Le Conseil de Sécurité de l'ONU. Source UN News
Le Conseil de Sécurité de l'ONU. Source UN News

Le Liban portera plainte devant le Conseil de Sécurité de l’ONU contre Israël suite à l’utilisation de son espace aérien dans l’attaque de la base T4 de l’Armée Syrienne dans la nuit de dimanche à lundi, a indiqué le Ministère des Affaires Etrangères.

Condamnant cette attaque, les autorités libanaises estiment inacceptable d’utilisation de l’espace aérien libanais alors que le Commandement de l’Armée Libanaise a indiqué dans un communiqué que des avions de combats israéliens ont violé le territoire du Pays des Cèdres à 3h25 du matin, via une pénétration par la localité de Jounieh pour survoler ensuite la localité de Baalbeck dans la Békaa. Ils ont quitté l’espace aérien libanais à 3h35 du matin.

Selon les autorités russe, 5 à 8 missiles auraient ainsi été tirés en direction de la base T4 située entre Homs et Palmyre à partir du Liban. 5 de ces missiles auraient été interceptés par la défense antiaérienne syrienne. Les sources militaires syriennes confirment que ces missiles ont été tirés depuis le territoire libanais par des avions de combat de type F15.

Cette attaque aurait fait 14 morts sur cette base, dont plusieurs militaires iraniens.

Pour rappel, profitant de l’ambiguïté de la situation en raison d’une menace d’intervention américaine contre le régime syrien suite aux accusations d’utilisation d’armes chimiques contre les rebelles syriens de la localité de Ghouta, les autorités israélienne ont mené cette attaque contre cette base hébergeant également des militaires russes dont les avions pilonnent régulièrement les forces rebelles et des troupes iraniennes en charge des drones qui y sont basés. C’est d’ailleurs  de cette base aérienne qu’était parti le drone iranien à l’origine de l’incident ayant abouti à la destruction d’un avion de chasse israélien, le 10 février dernier.

Lors de l’incident du 10 février 2018, un drone iranien lancé à partir de la base T4 située du côté de Palmyre avait tenté de s’infiltrer en Israël. Il a alors été abattu par un hélicoptère de combat. La décision de détruire le centre d’opération de ce drone ayant été prise, un avion de chasse israélien a été envoyé vers ce dernier. Il a été touché par des défenses antiaériennes syriennes et s’était écrasé dans la région du Golan. Un des 2 pilotes aurait gravement été blessé.

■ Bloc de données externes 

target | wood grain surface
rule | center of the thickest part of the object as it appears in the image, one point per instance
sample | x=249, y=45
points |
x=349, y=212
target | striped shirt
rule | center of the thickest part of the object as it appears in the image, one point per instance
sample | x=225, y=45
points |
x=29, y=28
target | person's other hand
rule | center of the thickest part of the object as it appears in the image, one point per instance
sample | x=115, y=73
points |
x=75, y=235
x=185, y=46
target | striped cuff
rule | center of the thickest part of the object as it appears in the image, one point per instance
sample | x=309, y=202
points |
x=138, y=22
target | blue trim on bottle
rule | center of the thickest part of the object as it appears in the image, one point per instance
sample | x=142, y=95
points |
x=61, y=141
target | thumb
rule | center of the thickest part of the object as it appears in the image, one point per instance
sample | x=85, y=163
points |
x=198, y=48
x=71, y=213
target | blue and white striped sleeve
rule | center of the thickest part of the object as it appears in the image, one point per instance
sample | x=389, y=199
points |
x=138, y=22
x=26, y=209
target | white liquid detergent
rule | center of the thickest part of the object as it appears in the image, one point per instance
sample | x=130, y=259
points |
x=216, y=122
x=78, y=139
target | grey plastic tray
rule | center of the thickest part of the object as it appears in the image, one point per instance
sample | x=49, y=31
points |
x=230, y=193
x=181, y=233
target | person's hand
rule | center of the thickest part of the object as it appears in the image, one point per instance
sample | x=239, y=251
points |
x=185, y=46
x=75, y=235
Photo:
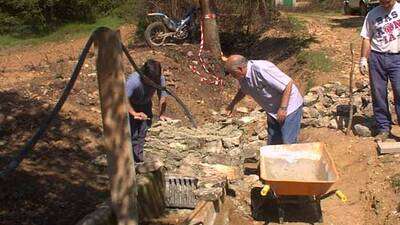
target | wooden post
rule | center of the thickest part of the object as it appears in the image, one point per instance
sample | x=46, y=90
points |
x=116, y=130
x=211, y=36
x=349, y=126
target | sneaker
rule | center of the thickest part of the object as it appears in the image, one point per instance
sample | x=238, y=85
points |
x=382, y=136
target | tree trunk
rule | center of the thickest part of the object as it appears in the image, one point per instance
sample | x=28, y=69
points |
x=262, y=8
x=116, y=130
x=211, y=36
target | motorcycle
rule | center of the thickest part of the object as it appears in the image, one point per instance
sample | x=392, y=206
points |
x=158, y=32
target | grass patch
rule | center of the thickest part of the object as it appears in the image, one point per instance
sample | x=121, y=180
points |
x=310, y=84
x=67, y=31
x=395, y=181
x=297, y=24
x=315, y=60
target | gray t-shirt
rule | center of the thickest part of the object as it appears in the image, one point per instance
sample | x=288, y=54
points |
x=139, y=93
x=265, y=83
x=383, y=29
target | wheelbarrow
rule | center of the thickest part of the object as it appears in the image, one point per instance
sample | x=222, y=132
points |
x=305, y=171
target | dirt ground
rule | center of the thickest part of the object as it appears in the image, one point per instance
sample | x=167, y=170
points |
x=58, y=184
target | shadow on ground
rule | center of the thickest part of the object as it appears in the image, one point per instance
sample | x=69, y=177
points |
x=57, y=183
x=349, y=22
x=266, y=209
x=276, y=49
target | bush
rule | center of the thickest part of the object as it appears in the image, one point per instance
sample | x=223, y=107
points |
x=315, y=60
x=22, y=17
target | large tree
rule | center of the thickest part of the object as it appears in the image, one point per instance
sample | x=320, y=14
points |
x=211, y=35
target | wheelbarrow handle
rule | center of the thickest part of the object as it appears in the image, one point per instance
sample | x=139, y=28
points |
x=338, y=193
x=341, y=196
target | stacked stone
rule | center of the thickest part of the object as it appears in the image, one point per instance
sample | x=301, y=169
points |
x=321, y=104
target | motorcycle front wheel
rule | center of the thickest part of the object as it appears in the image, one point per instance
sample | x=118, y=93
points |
x=155, y=34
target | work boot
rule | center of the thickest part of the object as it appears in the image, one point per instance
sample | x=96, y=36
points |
x=382, y=136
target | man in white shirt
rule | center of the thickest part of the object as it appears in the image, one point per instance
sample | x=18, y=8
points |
x=381, y=51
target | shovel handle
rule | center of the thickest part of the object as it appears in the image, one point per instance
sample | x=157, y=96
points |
x=265, y=190
x=341, y=196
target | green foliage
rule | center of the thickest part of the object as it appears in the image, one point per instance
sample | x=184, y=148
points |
x=315, y=60
x=395, y=181
x=310, y=84
x=64, y=32
x=297, y=25
x=33, y=17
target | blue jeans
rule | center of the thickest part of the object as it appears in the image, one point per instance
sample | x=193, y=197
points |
x=384, y=67
x=287, y=132
x=139, y=131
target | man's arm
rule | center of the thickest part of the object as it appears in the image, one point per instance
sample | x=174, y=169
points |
x=162, y=105
x=238, y=97
x=282, y=111
x=365, y=48
x=136, y=115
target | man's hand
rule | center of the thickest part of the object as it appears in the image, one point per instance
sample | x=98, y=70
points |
x=363, y=66
x=164, y=118
x=281, y=115
x=139, y=116
x=227, y=111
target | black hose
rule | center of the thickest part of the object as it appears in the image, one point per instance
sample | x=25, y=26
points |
x=30, y=144
x=159, y=87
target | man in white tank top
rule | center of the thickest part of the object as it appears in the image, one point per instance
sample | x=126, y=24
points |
x=381, y=52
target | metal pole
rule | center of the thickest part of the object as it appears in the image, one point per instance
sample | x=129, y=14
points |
x=116, y=129
x=351, y=90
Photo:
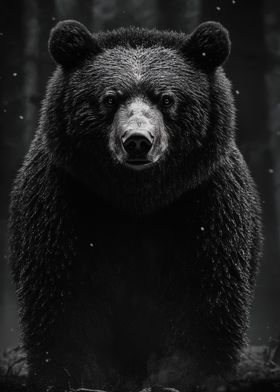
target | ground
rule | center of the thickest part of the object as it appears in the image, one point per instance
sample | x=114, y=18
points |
x=258, y=371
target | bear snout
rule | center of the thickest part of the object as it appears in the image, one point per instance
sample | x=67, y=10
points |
x=137, y=144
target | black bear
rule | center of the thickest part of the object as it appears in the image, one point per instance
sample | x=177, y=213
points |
x=135, y=224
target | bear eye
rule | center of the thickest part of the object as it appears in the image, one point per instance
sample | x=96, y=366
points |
x=110, y=100
x=167, y=100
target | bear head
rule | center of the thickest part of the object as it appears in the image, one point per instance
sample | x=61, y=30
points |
x=139, y=116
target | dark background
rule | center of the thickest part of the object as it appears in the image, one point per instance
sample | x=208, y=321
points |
x=254, y=68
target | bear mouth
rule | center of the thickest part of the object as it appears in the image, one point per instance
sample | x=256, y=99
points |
x=138, y=164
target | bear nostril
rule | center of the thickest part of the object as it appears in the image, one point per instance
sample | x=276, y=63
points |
x=137, y=146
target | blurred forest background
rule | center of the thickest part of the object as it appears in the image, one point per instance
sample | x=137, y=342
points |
x=254, y=68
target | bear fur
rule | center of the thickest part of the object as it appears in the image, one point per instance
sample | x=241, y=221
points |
x=130, y=278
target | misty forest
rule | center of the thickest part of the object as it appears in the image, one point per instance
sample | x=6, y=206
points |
x=253, y=68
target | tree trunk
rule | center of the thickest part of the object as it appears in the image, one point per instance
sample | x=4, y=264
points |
x=180, y=15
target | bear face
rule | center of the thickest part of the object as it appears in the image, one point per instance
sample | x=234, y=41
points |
x=129, y=100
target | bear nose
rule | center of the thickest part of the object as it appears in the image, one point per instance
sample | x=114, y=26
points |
x=137, y=145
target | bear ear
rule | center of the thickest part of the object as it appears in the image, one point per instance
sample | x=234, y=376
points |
x=70, y=42
x=208, y=46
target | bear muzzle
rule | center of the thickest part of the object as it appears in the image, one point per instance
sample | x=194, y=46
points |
x=137, y=145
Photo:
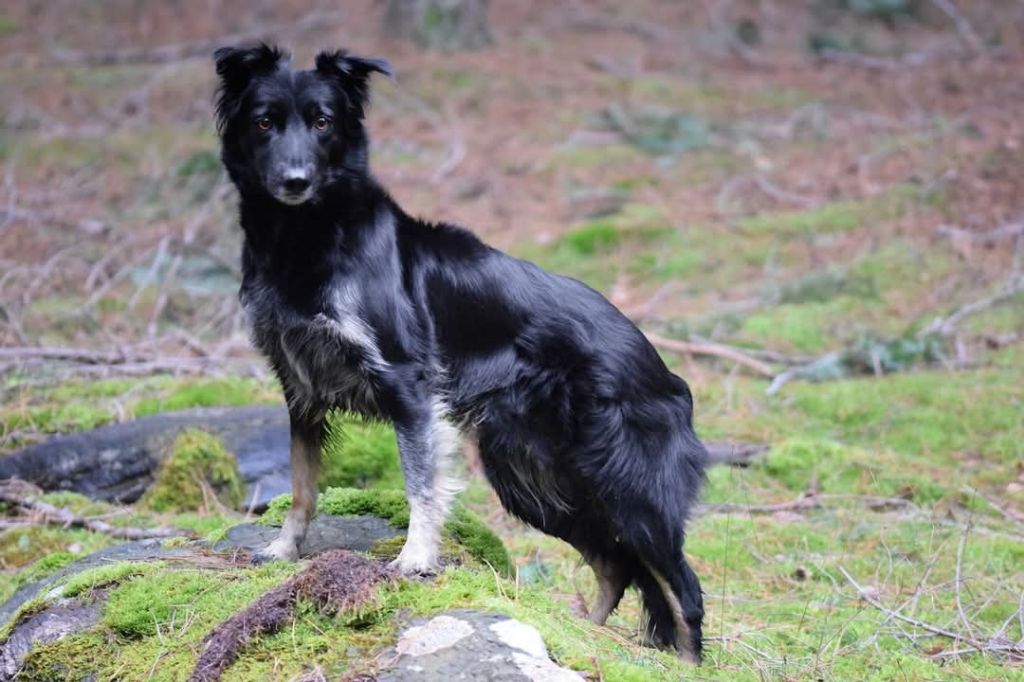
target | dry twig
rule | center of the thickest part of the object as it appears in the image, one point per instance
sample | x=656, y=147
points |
x=713, y=349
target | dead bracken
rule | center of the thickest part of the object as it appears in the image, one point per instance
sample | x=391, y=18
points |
x=335, y=582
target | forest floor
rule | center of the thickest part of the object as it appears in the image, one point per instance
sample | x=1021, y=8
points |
x=824, y=192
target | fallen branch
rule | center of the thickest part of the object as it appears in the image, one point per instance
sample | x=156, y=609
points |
x=935, y=630
x=29, y=502
x=733, y=454
x=83, y=361
x=875, y=503
x=947, y=326
x=713, y=349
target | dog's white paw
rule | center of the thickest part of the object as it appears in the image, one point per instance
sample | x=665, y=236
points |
x=415, y=561
x=279, y=550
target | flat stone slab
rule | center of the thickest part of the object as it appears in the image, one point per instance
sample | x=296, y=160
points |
x=66, y=617
x=117, y=463
x=326, y=533
x=473, y=645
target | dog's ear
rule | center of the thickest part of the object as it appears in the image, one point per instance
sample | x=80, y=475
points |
x=237, y=67
x=352, y=73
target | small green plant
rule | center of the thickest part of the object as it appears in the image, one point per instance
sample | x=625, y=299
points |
x=198, y=465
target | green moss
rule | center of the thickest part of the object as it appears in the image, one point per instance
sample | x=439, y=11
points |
x=94, y=578
x=138, y=607
x=359, y=454
x=594, y=238
x=389, y=505
x=204, y=162
x=209, y=392
x=467, y=528
x=841, y=216
x=197, y=459
x=463, y=525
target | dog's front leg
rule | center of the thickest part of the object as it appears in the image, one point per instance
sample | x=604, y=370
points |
x=306, y=437
x=426, y=442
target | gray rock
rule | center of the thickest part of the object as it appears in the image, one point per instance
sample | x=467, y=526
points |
x=326, y=533
x=473, y=645
x=138, y=550
x=117, y=463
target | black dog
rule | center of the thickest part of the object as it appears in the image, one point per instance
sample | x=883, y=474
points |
x=583, y=431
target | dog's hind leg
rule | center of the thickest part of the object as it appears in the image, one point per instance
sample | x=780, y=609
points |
x=425, y=445
x=686, y=642
x=612, y=579
x=306, y=438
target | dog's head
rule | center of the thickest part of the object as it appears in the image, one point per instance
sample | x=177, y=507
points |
x=288, y=132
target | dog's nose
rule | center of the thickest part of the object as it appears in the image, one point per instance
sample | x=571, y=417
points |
x=296, y=183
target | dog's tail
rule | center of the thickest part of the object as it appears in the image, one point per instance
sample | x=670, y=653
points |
x=673, y=605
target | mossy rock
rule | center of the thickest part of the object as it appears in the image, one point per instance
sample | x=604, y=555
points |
x=198, y=463
x=166, y=610
x=466, y=536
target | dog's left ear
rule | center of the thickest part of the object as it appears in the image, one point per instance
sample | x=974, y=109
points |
x=352, y=73
x=237, y=67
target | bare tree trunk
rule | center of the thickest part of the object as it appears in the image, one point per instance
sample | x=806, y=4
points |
x=439, y=25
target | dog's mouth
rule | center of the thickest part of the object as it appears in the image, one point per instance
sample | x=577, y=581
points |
x=293, y=198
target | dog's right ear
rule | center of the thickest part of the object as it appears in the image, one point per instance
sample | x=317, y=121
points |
x=237, y=67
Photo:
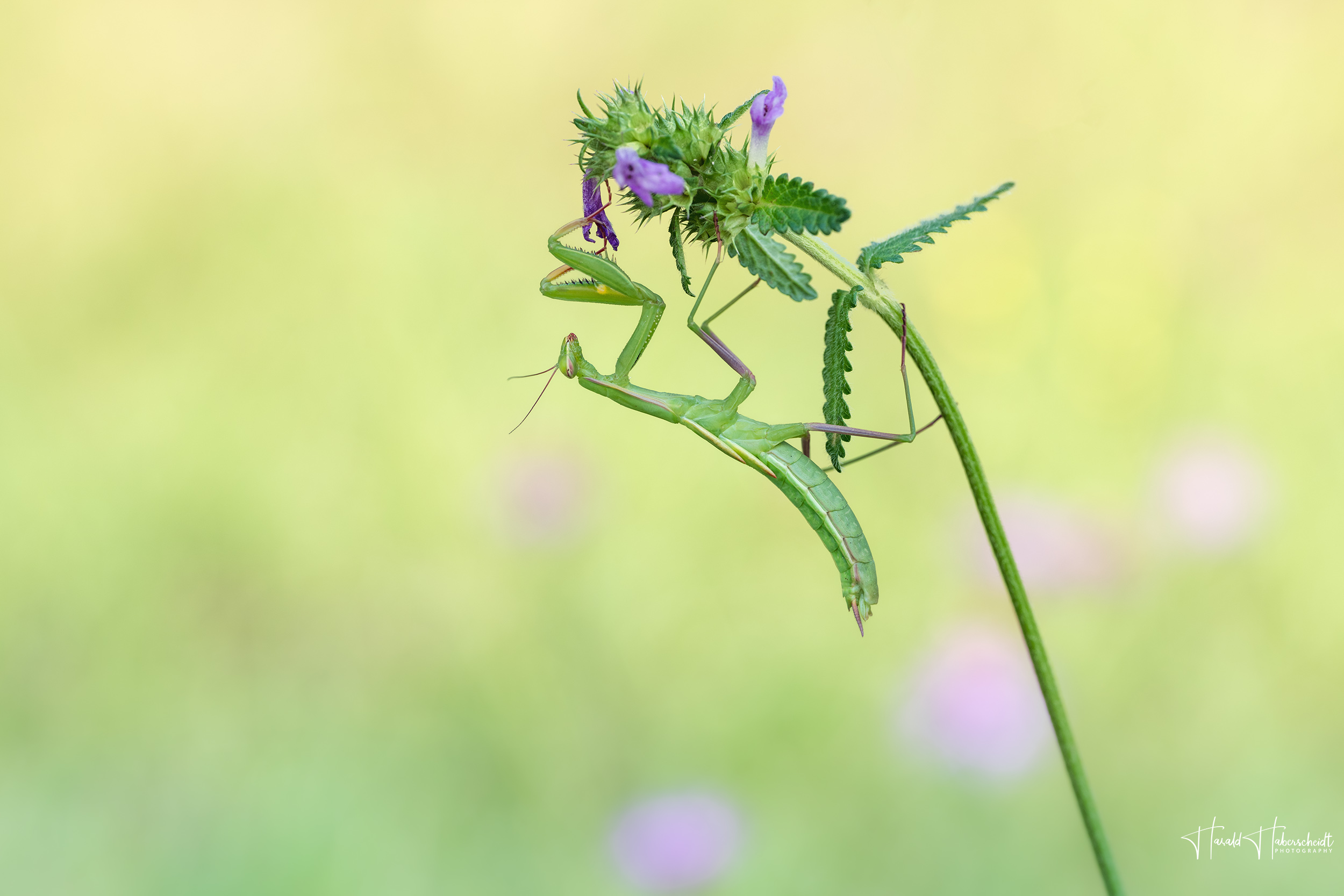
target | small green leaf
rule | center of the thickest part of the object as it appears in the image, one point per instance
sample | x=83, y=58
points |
x=737, y=113
x=792, y=205
x=907, y=241
x=772, y=262
x=679, y=252
x=835, y=364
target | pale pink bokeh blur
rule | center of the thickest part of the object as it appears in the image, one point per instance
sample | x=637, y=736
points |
x=1058, y=547
x=972, y=706
x=542, y=497
x=676, y=841
x=1213, y=492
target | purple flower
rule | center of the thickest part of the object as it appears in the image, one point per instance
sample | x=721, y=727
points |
x=1214, y=492
x=765, y=111
x=974, y=706
x=676, y=841
x=644, y=178
x=592, y=202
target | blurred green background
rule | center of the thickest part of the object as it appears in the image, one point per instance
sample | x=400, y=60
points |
x=284, y=610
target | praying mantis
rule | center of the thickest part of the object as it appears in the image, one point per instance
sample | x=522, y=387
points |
x=762, y=447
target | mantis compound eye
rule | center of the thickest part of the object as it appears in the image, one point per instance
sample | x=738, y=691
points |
x=568, y=354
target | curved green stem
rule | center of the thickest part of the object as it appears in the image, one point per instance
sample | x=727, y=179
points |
x=878, y=297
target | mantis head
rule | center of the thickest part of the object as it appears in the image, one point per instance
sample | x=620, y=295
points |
x=571, y=356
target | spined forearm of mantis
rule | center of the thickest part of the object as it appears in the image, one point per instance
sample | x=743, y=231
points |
x=761, y=447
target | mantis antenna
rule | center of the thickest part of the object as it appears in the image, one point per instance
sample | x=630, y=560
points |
x=553, y=370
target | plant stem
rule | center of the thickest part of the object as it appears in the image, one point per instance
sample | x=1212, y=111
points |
x=878, y=297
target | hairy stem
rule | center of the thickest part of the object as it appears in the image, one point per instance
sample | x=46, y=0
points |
x=877, y=296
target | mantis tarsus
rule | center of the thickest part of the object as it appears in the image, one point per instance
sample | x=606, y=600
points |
x=762, y=447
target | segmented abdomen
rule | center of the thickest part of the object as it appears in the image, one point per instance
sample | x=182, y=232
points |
x=828, y=513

Autre pierre d’achoppement entre le Liban et Israël, la construction par Tel Aviv d’un mur entre les 2 pays

L’Agence Nationale d’Information annonce par ailleurs que l’état hébreu a repris la construction d’un mur de séparation entre le Sud Liban et Nord d’Israël. Cette construction a cependant reprise dans des zones non contestées près de la localité de Kfarkila-Oudaish à proximité de la ville de Marjayoun.

Pour rappel, le dernier rapport remis par le Secrétaire Général Antonio Guterres au Conseil de Sécurité de l’ONU au sujet de l’application de la résolution 1701 du Conseil de Sécurité garantissant la souveraineté du Liban sur l’ensemble de son territoire, ce 29 novembre 2017, avait accusé Tel Aviv d’avoir violé 758 fois l’espace aérien libanais rien qu’au cours des mois de juillet à octobre. Pour sa part, les autorités israéliennes accusent le régime syrien et l’Iran de transférer des armes et des munitions vers le Hezbollah.

La Résolution 1701 du Conseil de Sécurité, adoptée le 11 août 2006, avait permis la fin du conflit entre le Liban et Israël. Outre l’application des précédentes résolutions 1559, 1680 et de l’accord de Taëf appelant au désarmement du Hezbollah, cette résolution appelle à l’extension de l’autorité du gouvernement libanais à tout son territoire.